Starting March 9, District 97 students in grades three through nine will undergo the Partnership for Assessment Readiness for College and Careers (PARCC) exam. The test, which ranges from eight to nine hours depending on the grade level, replaces the Illinois State Achievement Test (ISAT) as a tool for evaluating elementary student performance.
While most D97 students will concentrate on the test this week, some students may have to sit in silence for a period of time.
A group of parents in the district, along with those in school districts across the country, have decided that their children will opt out of taking the PARCC exam. At the high school level, Oak Park and River Forest Principal Nate Rouse said that, to date, he hasn’t had requests from parents to have their students opt out.
According to D97’s process and procedures for administering PARCC, “If students choose not to take the assessment, they will not be permitted to participate in an alternative activity in another room. They must remain in their classroom throughout the testing process, and will be allowed to engage in a non-disruptive activity (reading a book, drawing, etc.) only after the first student has finished testing.”
The district argues that the policy is consistent with what has been done in the past and that it’s necessary so that the majority of students taking the test can do so uninterrupted.
That mandate has angered some parents whose children won’t be taking the exam.
“We believe it is inhumane,” said Sergio Hernandez, referring to what he and other parents are calling the district’s “sit and stare” policy. Hernandez said he and the parents of at least five other students in his child’s fourth-grade class at Lincoln School have elected to opt out of the test due to varying concerns with PARCC itself.
Those concerns include the amount of time it takes to finish the exam; that the exam is has not been adequately developed; that its rollout this year is bound to be more disruptive to student learning than helpful; that it tests children at two grade-levels higher than they are; and that the rigors of the test, and of an overreliance on testing in general, may have the potential to harm the emotional and cognitive development of very young children.
Some of these concerns, indeed, are shared by the District 97 board, as well as school districts, educators, parents and administrators across the country — even those who believe that, over the long term, PARCC is the best way of tracking student development and identifying low-performing students who may require more resources.
But anti-PARCC parents say these problems are less immediate than the district’s “sit and stare” policy.
Karen Yarbrough, whose fifth-grader at Longfellow School will be opting out of the test, expressed outrage at the district’s stance.
“I find it so hard to believe that the district thinks it is OK to try to bully young children as young as 8 years old into taking this test,” said Yarbrough, who has been at the center of Oak Park’s brewing opt-out movement. The Facebook page she started, Concerned Oak Park Parents for Parking the PARCC, has 71 members.
Yarbrough wants the district to implement the kind of non-punitive policies “that respect the choices of children and their parents” which are on the books in school districts in Winnetka, Palatine and Downers Grove, whose District 58 is allowing students to read or do work quietly throughout the test.
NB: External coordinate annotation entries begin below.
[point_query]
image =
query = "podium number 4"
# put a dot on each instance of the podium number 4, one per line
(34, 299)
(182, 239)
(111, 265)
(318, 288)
In an email response to her concerns, Superintendent Al Roberts noted that the district “will not be offering an opt-out choice or alternative activity to students who choose not to take the assessment,” but that districts “can develop a policy for those students who refuse to take assessments on testing days.”
The comments sections below some of Yarbrough’s Facebook postings have generated myriad complaints, ranging from confusion about whether or not parents have the legal right to opt out to concerns about how the test accommodates children with special needs.
“Imagine your kid is learning a new language or has a reading disorder,” said Hernandez, who is a bilingual education teacher on sabbatical to work as an early childhood education policy fellow. “The PARCC is two grade levels above them — that in itself is a bit much.”
Jon Leonard’s child is in the same classroom at Lincoln as Hernandez’s. Leonard said he believes PARCC should at least be put off for a year, but barring that, which he realizes is a virtual impossibility, the district should accommodate children who don’t take the test.
“They’re only making kids take the test because they don’t want to set a precedent of kids not taking tests,” he said.
But for school districts, the dynamic may be much more basic. This week, the Illinois State Board of Education made an example out of the Chicago Public Schools, threatening to cut off more than $1 billion in state and federal funds to the district if went through with its initial plan to test only 10 percent of students in its more than 660 schools. That show of force may have smaller districts throughout the state a bit frightened.
In a letter sent to districts throughout the state this month, ISBE Chairman James Meeks and State School Superintendent Christopher Koch said the ISBE would withhold an alphabet soup of funding sources on which most districts depend, including Title I, Title III, IDEA and School Improvement Grants, if 95 percent of their eligible students don’t participate in the exam.